Here is a picture of a typical 26.5cm diameter Dinner Plate made by a well known manufacturer:

And here is a typical 20.5cm diameter Tea Plate:

The Tea Plate fits inside the dinner plate

I'm an Irish mother to 2 boys, born & bred in Dublin, Ireland. I like to cook simple & fresh food for the family, with the family on a budget.


  • kathryn

    Just back from Sweden where dinner plates are MUCH smaller and food is placed in the centre of the table for everyone, including small children, to take themselves. Result at the dinner tables I shared was that everyone took small portions of everything, cleared their plates, then took second helpings of what they liked best. No waste. I didn’t see a child turn down anything – quite amazing after life here, the UK and the USA. Family meals I was part of were fairly simple though they ranged from roasts to Janssen’s temptation.

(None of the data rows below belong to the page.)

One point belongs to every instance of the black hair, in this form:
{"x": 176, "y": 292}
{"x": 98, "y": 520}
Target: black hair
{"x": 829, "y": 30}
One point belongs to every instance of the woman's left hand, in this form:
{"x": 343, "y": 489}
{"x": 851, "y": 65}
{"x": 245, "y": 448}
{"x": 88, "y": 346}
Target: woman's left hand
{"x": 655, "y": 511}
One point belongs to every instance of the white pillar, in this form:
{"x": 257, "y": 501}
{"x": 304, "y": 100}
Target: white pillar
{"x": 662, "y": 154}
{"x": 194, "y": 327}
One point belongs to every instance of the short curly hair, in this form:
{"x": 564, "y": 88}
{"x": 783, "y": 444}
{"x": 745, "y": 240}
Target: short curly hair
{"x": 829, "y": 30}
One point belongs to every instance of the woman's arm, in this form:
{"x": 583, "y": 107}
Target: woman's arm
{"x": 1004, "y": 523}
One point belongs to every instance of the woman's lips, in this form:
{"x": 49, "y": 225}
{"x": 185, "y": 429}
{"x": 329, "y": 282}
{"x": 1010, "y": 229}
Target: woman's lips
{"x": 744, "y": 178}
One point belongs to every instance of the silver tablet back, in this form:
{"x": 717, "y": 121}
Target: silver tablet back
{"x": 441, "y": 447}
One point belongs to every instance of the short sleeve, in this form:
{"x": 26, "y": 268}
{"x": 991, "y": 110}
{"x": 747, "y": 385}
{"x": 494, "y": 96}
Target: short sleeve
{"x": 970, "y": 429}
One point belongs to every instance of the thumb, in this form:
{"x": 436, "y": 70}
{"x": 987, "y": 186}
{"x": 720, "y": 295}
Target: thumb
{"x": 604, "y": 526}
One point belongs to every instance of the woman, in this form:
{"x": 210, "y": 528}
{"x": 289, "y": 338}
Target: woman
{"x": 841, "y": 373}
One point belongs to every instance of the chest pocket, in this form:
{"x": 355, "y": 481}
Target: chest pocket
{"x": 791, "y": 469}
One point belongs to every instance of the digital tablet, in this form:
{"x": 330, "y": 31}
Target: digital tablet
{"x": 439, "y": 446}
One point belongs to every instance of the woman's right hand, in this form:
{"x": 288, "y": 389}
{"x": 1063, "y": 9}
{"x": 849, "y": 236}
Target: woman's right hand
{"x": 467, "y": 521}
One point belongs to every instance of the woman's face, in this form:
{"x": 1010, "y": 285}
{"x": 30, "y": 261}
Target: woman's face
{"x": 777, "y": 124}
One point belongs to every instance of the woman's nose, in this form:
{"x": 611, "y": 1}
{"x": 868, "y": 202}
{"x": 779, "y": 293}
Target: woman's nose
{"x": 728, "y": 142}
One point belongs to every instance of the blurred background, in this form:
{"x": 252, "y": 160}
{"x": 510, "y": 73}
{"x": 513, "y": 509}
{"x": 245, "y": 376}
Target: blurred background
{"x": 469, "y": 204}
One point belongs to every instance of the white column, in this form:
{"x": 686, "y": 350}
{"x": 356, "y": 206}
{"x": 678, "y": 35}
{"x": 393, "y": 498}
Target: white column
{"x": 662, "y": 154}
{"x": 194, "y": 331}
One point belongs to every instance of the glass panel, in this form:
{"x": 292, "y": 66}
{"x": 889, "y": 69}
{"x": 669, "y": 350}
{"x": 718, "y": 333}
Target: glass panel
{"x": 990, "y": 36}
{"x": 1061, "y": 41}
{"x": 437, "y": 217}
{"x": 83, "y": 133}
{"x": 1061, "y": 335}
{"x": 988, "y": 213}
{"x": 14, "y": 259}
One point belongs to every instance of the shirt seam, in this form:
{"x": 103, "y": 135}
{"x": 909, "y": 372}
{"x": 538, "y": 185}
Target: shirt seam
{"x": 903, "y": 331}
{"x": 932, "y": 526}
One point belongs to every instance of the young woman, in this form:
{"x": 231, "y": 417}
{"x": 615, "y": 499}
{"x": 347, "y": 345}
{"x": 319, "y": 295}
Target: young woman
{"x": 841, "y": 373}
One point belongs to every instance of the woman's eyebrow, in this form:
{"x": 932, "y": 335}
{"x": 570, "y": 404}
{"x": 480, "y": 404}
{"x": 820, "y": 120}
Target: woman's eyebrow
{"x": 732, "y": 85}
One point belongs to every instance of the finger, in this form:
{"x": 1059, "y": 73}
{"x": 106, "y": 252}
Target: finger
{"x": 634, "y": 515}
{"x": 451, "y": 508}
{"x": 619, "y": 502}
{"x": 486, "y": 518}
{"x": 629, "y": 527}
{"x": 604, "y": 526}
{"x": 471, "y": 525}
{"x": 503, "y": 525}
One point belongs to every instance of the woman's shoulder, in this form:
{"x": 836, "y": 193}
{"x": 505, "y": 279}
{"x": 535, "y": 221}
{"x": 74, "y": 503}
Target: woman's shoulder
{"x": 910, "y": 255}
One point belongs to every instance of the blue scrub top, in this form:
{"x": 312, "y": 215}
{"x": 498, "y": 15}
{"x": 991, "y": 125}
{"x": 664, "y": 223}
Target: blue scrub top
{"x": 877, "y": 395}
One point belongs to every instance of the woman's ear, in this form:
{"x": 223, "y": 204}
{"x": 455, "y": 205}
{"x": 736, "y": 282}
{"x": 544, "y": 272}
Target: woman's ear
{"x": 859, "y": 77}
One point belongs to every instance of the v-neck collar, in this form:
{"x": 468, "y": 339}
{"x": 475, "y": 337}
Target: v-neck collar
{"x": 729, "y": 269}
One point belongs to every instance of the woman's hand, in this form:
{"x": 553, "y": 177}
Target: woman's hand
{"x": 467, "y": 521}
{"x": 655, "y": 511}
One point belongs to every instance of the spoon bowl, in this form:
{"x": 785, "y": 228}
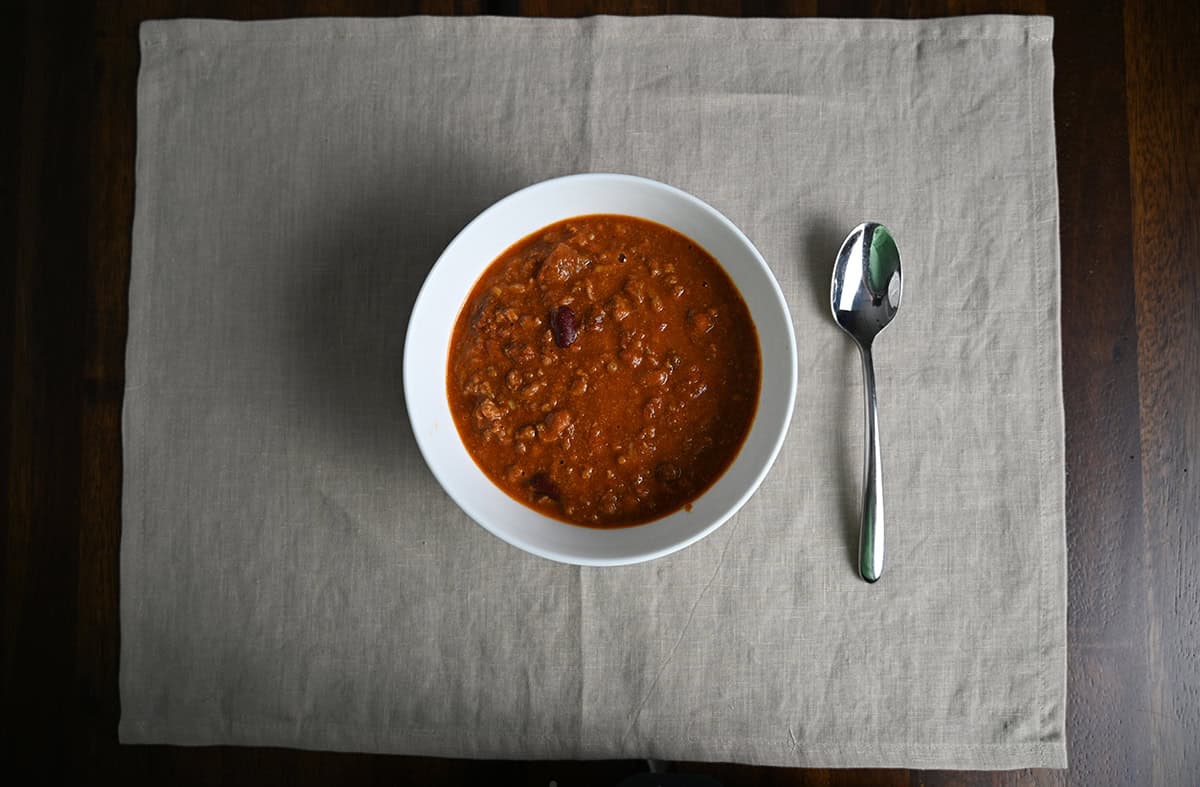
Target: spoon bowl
{"x": 864, "y": 298}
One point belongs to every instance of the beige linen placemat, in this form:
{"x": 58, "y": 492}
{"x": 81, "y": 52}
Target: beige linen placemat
{"x": 293, "y": 576}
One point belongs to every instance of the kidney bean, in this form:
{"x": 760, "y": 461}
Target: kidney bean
{"x": 562, "y": 323}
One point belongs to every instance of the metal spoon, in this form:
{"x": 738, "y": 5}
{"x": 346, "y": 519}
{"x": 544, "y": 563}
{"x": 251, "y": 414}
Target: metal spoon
{"x": 864, "y": 298}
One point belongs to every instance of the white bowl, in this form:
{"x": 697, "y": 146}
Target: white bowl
{"x": 450, "y": 282}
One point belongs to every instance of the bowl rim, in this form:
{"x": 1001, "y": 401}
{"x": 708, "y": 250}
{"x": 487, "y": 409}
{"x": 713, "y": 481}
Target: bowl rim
{"x": 775, "y": 445}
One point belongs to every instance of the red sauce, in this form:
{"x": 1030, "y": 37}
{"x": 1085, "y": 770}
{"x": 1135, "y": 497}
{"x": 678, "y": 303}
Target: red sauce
{"x": 604, "y": 371}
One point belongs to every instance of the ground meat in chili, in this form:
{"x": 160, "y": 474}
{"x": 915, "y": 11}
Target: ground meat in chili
{"x": 604, "y": 371}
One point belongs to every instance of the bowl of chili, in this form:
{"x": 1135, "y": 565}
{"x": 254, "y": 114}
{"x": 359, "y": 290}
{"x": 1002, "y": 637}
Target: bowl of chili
{"x": 600, "y": 370}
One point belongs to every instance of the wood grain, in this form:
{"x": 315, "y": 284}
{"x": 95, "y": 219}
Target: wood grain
{"x": 1163, "y": 73}
{"x": 1126, "y": 104}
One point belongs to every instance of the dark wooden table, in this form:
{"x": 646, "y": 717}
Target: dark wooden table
{"x": 1127, "y": 101}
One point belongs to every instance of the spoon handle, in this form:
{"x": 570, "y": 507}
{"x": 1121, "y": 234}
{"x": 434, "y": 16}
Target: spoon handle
{"x": 870, "y": 535}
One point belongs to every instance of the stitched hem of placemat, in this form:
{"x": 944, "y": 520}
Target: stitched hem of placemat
{"x": 532, "y": 746}
{"x": 1045, "y": 248}
{"x": 970, "y": 28}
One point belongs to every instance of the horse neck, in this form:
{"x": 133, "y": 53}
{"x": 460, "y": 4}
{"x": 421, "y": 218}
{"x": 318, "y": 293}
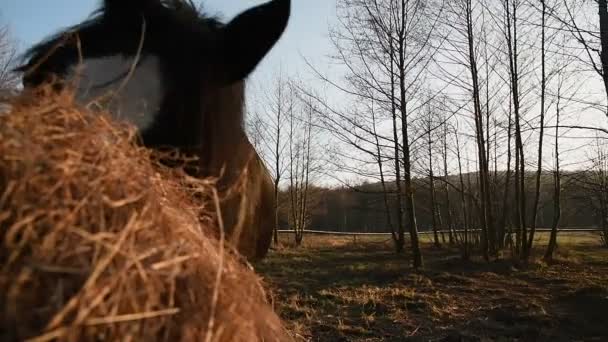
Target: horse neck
{"x": 226, "y": 149}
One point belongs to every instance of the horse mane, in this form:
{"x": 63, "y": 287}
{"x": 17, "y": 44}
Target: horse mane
{"x": 173, "y": 13}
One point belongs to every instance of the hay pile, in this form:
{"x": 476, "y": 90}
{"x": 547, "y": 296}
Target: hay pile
{"x": 100, "y": 243}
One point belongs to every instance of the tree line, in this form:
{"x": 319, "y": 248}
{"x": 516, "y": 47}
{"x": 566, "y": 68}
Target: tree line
{"x": 445, "y": 115}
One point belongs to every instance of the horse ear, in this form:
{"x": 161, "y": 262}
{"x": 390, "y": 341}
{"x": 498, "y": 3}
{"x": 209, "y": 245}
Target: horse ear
{"x": 122, "y": 6}
{"x": 250, "y": 36}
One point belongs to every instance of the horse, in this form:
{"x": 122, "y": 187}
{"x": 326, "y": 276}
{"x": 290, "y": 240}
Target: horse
{"x": 178, "y": 76}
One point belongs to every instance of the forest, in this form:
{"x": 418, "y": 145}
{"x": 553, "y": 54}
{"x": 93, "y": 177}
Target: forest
{"x": 445, "y": 115}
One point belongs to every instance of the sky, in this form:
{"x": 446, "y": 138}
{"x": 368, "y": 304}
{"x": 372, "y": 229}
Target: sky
{"x": 306, "y": 36}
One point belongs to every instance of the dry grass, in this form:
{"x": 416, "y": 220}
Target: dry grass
{"x": 334, "y": 289}
{"x": 100, "y": 243}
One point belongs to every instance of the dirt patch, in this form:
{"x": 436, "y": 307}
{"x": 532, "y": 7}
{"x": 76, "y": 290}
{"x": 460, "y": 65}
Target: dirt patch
{"x": 449, "y": 300}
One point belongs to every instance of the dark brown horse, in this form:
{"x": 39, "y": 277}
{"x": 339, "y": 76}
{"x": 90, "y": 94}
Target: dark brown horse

Lots of simply steamed veg, boiled potatoes, lightly pickled veg, cold cuts and salads

      • Irmhild

        Yes, I grew up with food in the middle of the table, too!
        And in addition to the meat, spuds and veg we always had apple sauce (stewed apple, no sugar), a favourite with the kids and older generation, and a salad, there usually was soup before the main, and always some kind of dessert!
        But there were my mum and my grandmother cooking, and cooking for 7-10 people most days, I wouldn’t be able to dish up that kind of variety every day myself!
        A lot of the salads and fruit dishes were homegrown and canned in jars, we wouldn’t have had the money to buy it all fresh. Yellow bean salad, green been salad, sour kraut, red cabbage, apple sauce, canned cherries, plums, pears…

  • kathryn

    On the chest freezer v upright issue I find it is essential to have both a stock book and a map for chest freezers so you don’t finish up with dead food at the bottom. I now have a clip for stock book and pencil sugrued onto mine, which is out in the shed. And I’ve got two small and one large upright in the house. I find I can afford organic meat if I buy a year’s supply at a time. Works out cheaper than conventional from the supermarket but you have to factor in the cost of the freezer and electricity. Sugru also mends broken fridge and freezer shelves 🙂
    And dead chest freezers make brilliant apple stores

    • Wholesome Ireland

      Very true. We got a small upright and I had a map along with list of meals/dishes. It’s nearly empty at this stage, ready to be filled again and I rotate in the half/half fridge/freezer in the kitchen.

  • Nono

    Great post, full of common sense tips and clever ideas to make a meal last longer. I already do the 2 chicken breasts to spread over 2 adults and 1 child. I buy mine at Courtney Meat, a wholesaler that has a great choice of meat for a good price. My chicken breasts are 1 euro a pop and I buy them by 20, freeze them by 2 and that lasts me about 3 months…

  • CatherineAnn Minnock

    Love this. I’ve been working on my portion sizes lately. Most weight-loss tips are for people who eat nothing but fatty foods, but I didn’t really know what those of us who already eat relatively healthy foods would do… I’ll definitely try the smaller plate, it’s the most reasonable idea I’ve heard yet, aimed at real people!

  • Judi

    Rather that allow small blocks of cheese to fester in my fridge, I grate them and pop in a freezer bag. I use it in mashed potato (I also freeze that for shepherds/fish pie) and cheese sauce. If you have pickled gherkins left over, taking up space, in a huge jar, chop into slices and freeze (easy to defrost and have on hand in burger cooking months!) Another tip I find very useful. When you make crumble, make enough for more than one and freeze the rest in separate bags to use when you’ve got some old apples hanging about. I also do this with breadcrumbs, made from all the ends of loaves or stale baguettes. There’s nothing like these for gougons. I’ve also frozen digestive biscuit crumbs for cheesecake too…..Love your tips. Thanks Judi.

    • Wholesome Ireland

      Oh yes. I do the same with cheese, crumble and freezing biscuits, mash the lot. I’m a massive fan of making the most of the freezer to preserve your food! I’d not thought of doing that trick with gherkins, definitely going to try it out. Thanks Judi.